Hierarchical Gaussian Filters

Updated 21 February 2026

Hierarchical Gaussian Filters are hierarchical Bayesian models that employ recursive inference and message passing to quantify hidden states, volatility, and uncertainty.
They use variational Bayes and nonlinear coupling techniques to update predictions and compute precision-weighted errors in discrete trial steps.
Their modular architecture supports flexible implementations and computational phenotyping by dissociating value and volatility updates.

A Hierarchical Gaussian Filter (HGF) is a class of hierarchical Bayesian models used to describe the inference and learning processes underlying perception and adaptation. Originally developed in cognitive neuroscience, the HGF formalizes how agents recursively infer hidden states, their volatility, and uncertainty in generative environments. The generalized HGF expands the classical formulation to allow for nonlinear coupling between levels, enabling both volatility-driven and mean-driven learning, and supporting fully modular and flexible computational architectures for empirical data analysis (Weber et al., 2023).

1. Hierarchical Generative Structure

The generative model in the generalized HGF defines a hierarchy of hidden states, indexed by level $i=1,\ldots,N$ and discrete trial $k$ :

$x_1(k)$ : first-level hidden state
$x_2(k)$ : second-level hidden state
$\ldots$
$x_N(k)$ : top-level hidden state

Each state evolves according to a Gaussian random walk, whose drift (mean increment) and volatility (variance) are conditional on the previous states and parent nodes.
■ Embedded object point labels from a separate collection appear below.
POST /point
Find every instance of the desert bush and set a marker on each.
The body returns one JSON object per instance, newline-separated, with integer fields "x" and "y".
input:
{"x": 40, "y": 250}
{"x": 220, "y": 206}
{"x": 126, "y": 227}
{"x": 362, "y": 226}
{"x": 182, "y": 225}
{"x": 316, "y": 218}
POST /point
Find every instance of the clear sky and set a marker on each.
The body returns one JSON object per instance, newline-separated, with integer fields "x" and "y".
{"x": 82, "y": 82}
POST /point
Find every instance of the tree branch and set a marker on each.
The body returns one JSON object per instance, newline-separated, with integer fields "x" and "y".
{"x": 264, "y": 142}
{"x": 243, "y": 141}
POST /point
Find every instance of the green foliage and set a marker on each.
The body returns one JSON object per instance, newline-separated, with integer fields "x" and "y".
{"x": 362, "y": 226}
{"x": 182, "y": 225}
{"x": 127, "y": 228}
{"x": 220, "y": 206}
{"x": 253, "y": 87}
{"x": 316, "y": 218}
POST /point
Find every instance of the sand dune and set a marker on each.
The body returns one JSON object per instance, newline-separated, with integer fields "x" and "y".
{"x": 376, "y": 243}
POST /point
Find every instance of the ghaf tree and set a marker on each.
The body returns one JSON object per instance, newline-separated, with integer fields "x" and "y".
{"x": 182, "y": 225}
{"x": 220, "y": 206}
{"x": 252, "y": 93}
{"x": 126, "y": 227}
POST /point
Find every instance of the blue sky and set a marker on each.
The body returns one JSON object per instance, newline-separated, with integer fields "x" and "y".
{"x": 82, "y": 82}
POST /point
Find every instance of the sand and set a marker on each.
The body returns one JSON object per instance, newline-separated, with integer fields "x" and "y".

For a child node $a$ at time $k$ , with value parents $\mathcal P(a)$ and volatility parents $\mathcal V(a)$ , the transition is:

$x_a(k) \sim \mathcal N \left( x_a(k-1) + t(k)\left[p_a + \textstyle\sum_{i\in \mathcal P(a)}\alpha_{i,a}g\left(x_i(k-1)\right)\right],\; t(k)\exp\Bigl[w_a + \textstyle\sum_{j\in \mathcal V(a)}\kappa_{j,a} x_j(k-1)\Bigr]\right)$

where $p_a$ (tonic drift) and $w_a$ (tonic log-volatility) are node parameters, $\alpha_{i,a}$ and $\kappa_{j,a}$ control the influence of value or volatility coupling, and $g(\cdot)$ is a twice-differentiable, possibly nonlinear coupling function.
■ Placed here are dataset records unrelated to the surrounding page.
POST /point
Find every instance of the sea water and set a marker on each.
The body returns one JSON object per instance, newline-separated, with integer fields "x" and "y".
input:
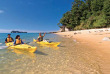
{"x": 68, "y": 58}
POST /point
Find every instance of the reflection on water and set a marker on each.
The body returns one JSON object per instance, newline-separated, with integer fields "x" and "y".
{"x": 68, "y": 58}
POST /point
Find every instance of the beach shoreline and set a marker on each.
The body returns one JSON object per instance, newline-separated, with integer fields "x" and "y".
{"x": 97, "y": 39}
This structure accommodates a spectrum of models:

Pure volatility-coupling (classical HGF): $g(x)=0$
Pure value-coupling (predictive coding): $w_a$ constant, no volatility parents
Arbitrary additive parent combinations

2. Variational Inference and Update Equations

Inference in the HGF proceeds via variational Bayes, employing a mean-field Gaussian approximation for each hidden node: $x_i(k)\sim\mathcal N(\mu_i(k),\,\Pi_i^{-1}(k))$ , with $\mu_i$ and $\Pi_i$ denoting mean and precision, respectively. Each node executes three generic steps on each trial:

Prediction using priors and parents
Update based on current evidence
Computation of prediction error (PE) for propagation

For a child $a$ with parent $b$ (value coupling), the PE is

$\delta_a(k) = x_a(k) - \left[\mu_a(k-1) + p_a + \sum_{i\in \mathcal P(a)}\alpha_{i,a}g(\mu_i(k-1))\right]$

Parent $b$ updates via: $\begin{aligned} \Pi_b(k) &= \Pi_b(k-1) + \Pi_a(k) [g'(\mu_b(k-1))]^2 \ \mu_b(k) &= \mu_b(k-1) + \Pi_b^{-1}(k) \Pi_a(k) g'(\mu_b(k-1)) \delta_a(k) \end{aligned}$ where $g'(x)$ is the derivative of the coupling function.
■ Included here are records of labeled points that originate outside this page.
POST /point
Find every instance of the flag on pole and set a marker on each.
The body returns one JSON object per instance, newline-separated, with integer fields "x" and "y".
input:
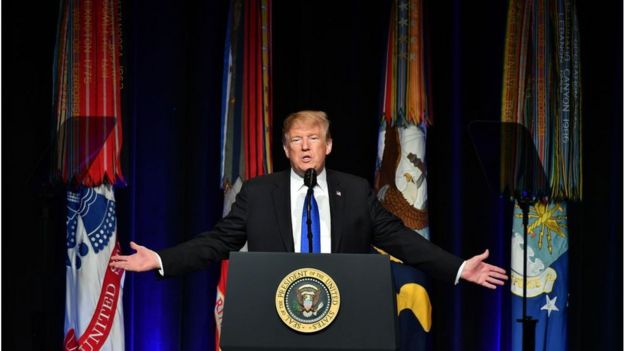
{"x": 401, "y": 175}
{"x": 87, "y": 98}
{"x": 246, "y": 115}
{"x": 541, "y": 91}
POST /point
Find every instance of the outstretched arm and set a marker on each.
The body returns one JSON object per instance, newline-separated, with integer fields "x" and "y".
{"x": 142, "y": 260}
{"x": 481, "y": 273}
For volatility parents, $\varepsilon_a(k) = \ln\Pi_a(k) - \ln\hat\Pi_a(k)$ and

$\Upsilon_a(k) = \hat\Pi_a(k)\Pi_a(k), \quad \hat\Pi_a(k) = \exp(w_a + \kappa_{a,a} \tilde x_a(k-1))$

Updating level $\tilde a$ gives: $\begin{aligned} \Pi_{\tilde a}(k) &= \Pi_{\tilde a}(k-1) + \tfrac{1}{2}\kappa_{a,a}^2 \Upsilon_a(k) - \tfrac{1}{2}\kappa_{a,a}^2 \Pi_a(k)\ \tilde\mu_a(k) &= \tilde\mu_a(k-1) + \Pi_{\tilde a}^{-1}(k) \kappa_{a,a}\Upsilon_a(k)\varepsilon_a(k) \end{aligned}$

These analytic one-step updates encode hierarchical precision-weighted prediction error processing, critical both for computational modeling and interpretation of agent learning.

3. Nonlinear Coupling Extensions

The generalized HGF incorporates arbitrary twice-differentiable coupling functions $g(x)$ for node-to-node interactions beyond standard linear forms.

Value coupling: $g(x)$ shifts the mean of child nodes (e.g., $g(x)=\max(0,x)$ , a ReLU; thus $g'(x)$ gates learning such that updates occur only above threshold),
Rate–state (volatility) coupling: $g(x)$ directly modulates log-volatility of descendants.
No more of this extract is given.